An alternative method to using mapathons is automated feature extraction (AFE), a type of model-based feature generation, which can be semi- (i.e., some human support) or fully automated (i.e., no human support). After an initial time investment to manually develop training data using selected examples of features of interest (e.g., man-made structures) and examples of features not of interest (e.g., large boulders), AFE does not require time- consuming and labor-intensive steps such as identifying structures and placing points or drawing polygons manually on a computer. AFE relies on computer algorithms and models to learn patterns, edges, and shapes of features (e.g., rooftops or settlement footprints) to digitize and categorize. Machine learning algorithms are designed to enhance performance by effectively teaching the computer how to extract the desired spatial data from imagery with both precision and accuracy. AFE has been leveraged for a myriad of purposes, such as mapping agricultural land use (13–16) and water boundaries (17, 18), estimating human and livestock populations (19, 20), road feature extraction (21, 22), building feature extraction (23–29), and to support disaster relief efforts (30, 31).
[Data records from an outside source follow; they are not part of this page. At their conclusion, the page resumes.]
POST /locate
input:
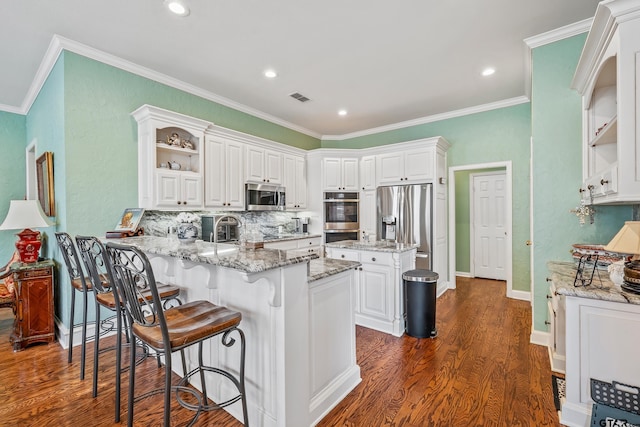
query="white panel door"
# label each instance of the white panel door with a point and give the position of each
(489, 225)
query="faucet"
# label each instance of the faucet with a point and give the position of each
(219, 220)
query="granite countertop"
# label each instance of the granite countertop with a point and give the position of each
(221, 254)
(563, 275)
(288, 236)
(377, 246)
(320, 268)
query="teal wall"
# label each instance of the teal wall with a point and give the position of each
(492, 136)
(557, 167)
(13, 134)
(83, 115)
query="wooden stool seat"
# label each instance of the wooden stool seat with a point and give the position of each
(189, 323)
(167, 292)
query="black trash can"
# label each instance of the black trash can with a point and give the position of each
(420, 303)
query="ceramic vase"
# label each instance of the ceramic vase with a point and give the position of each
(187, 232)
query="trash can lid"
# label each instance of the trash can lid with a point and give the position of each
(420, 276)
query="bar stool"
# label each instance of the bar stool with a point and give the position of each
(174, 329)
(93, 255)
(79, 283)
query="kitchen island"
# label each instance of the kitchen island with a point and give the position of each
(601, 333)
(297, 316)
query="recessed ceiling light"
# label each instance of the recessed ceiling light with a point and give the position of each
(177, 7)
(488, 71)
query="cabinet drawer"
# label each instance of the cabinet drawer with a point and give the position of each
(285, 246)
(379, 258)
(311, 241)
(343, 254)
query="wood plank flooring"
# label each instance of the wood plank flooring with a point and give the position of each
(479, 371)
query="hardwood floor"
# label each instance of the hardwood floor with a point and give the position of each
(479, 371)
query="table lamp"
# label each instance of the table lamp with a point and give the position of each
(627, 241)
(26, 214)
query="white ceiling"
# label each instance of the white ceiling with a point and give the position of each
(386, 62)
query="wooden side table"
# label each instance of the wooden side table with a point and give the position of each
(34, 304)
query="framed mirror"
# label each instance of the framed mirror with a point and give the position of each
(44, 171)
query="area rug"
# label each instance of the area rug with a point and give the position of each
(558, 390)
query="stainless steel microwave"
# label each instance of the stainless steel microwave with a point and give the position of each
(264, 197)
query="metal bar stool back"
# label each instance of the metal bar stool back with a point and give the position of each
(167, 330)
(79, 283)
(93, 255)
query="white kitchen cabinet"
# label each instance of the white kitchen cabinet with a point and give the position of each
(170, 159)
(178, 189)
(368, 173)
(263, 165)
(606, 77)
(557, 328)
(379, 289)
(295, 181)
(602, 344)
(224, 168)
(415, 165)
(368, 214)
(332, 342)
(340, 174)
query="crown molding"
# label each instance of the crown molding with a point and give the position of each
(558, 34)
(430, 119)
(59, 43)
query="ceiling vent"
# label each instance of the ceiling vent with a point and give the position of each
(300, 97)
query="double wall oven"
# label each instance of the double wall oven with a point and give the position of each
(341, 212)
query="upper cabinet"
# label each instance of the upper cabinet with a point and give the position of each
(340, 174)
(295, 181)
(263, 165)
(606, 78)
(224, 171)
(403, 167)
(368, 173)
(170, 159)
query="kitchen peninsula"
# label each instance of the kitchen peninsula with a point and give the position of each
(297, 316)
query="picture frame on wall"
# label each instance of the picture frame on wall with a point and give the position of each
(44, 178)
(129, 220)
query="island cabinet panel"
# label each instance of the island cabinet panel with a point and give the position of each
(300, 335)
(379, 286)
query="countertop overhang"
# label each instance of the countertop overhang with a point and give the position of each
(377, 246)
(220, 254)
(602, 288)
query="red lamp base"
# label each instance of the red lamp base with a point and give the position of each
(28, 245)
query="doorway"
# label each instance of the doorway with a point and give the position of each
(455, 226)
(488, 225)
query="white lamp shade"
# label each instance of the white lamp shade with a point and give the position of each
(25, 214)
(627, 241)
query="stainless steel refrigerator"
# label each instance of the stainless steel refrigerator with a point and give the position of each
(405, 216)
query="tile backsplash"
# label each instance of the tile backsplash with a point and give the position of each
(157, 223)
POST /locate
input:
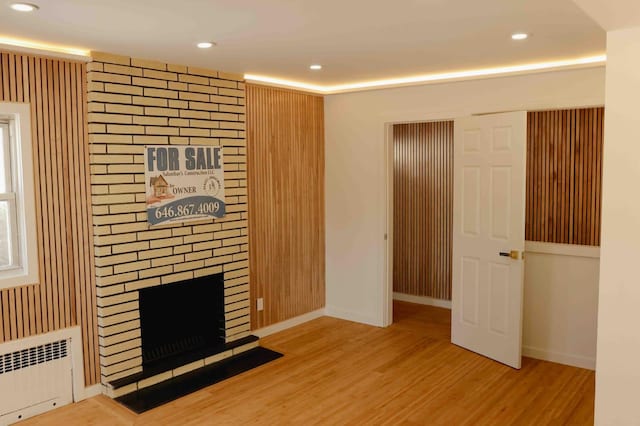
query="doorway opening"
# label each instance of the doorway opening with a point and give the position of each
(422, 203)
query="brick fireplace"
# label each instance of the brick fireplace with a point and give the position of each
(133, 103)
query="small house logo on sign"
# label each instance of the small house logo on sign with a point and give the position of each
(184, 183)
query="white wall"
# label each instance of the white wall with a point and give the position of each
(618, 364)
(561, 303)
(355, 166)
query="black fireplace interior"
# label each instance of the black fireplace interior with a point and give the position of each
(182, 319)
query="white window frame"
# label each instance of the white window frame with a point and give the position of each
(25, 268)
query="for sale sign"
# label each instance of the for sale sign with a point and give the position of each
(184, 183)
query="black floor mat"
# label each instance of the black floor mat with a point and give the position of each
(169, 390)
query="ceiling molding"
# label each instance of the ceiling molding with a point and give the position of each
(436, 78)
(38, 48)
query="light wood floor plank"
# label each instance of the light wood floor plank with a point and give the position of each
(337, 372)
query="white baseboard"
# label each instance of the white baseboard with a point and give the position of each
(422, 300)
(352, 316)
(292, 322)
(91, 391)
(560, 358)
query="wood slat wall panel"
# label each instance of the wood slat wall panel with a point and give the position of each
(65, 296)
(564, 176)
(423, 208)
(563, 193)
(285, 162)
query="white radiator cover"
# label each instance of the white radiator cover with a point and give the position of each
(40, 373)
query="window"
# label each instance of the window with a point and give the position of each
(18, 249)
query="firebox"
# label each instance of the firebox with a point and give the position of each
(182, 319)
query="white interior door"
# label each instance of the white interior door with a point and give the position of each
(488, 235)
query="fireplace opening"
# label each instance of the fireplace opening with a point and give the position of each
(182, 319)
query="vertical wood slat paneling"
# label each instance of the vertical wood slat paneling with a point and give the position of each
(285, 162)
(65, 296)
(564, 176)
(423, 208)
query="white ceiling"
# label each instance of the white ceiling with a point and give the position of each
(355, 40)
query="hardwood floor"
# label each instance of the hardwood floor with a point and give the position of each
(337, 372)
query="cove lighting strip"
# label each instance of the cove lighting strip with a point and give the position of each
(26, 44)
(429, 78)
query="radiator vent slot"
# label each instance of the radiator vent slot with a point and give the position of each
(33, 356)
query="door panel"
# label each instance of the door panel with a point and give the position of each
(488, 219)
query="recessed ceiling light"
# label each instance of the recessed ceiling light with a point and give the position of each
(24, 7)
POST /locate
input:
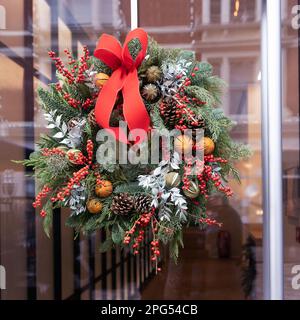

Like mapathons, AFE relies on high-resolution imagery for optimal performance, but image collection parameters can be refined to account for cloud cover, thick vegetation, and low spectral resolution. Additionally, using a time-series of images can improve the accuracy of feature detection by minimizing false-positives (14, 18) and are especially helpful when analyzing pre- and post-disaster impacts to roads (30) and facilities (31). AFE could be particularly useful for essential immunization efforts because it generates spatial data from imagery rapidly and has the potential to be more accurate than mapathons.
There is currently no information on how results from participatory mapping compare to the results from AFE; if researchers determine AFE to be as accurate and precise as mapathons but faster at generating spatial data, increasing its use could save valuable resources and time for public health programs without compromising quality. Additionally, as geospatial professionals gain a deeper understanding of the strengths of each method, future projects can more optimally combine the two to complement and enhance their end-products.
Disparities in equitable access to health services will decrease when additional sub-populations are identified in microplans and serviced by EI campaigns and other public health interventions. Here, we seek to explore and compare the accuracy of two methods of feature generation – mapathons and AFE – to provide evidence for the suitability of each method in identifying hard-to-reach populations vulnerable to vaccine-preventable diseases in inaccessible areas and whether the two methods can work in a complementary or synergistic way.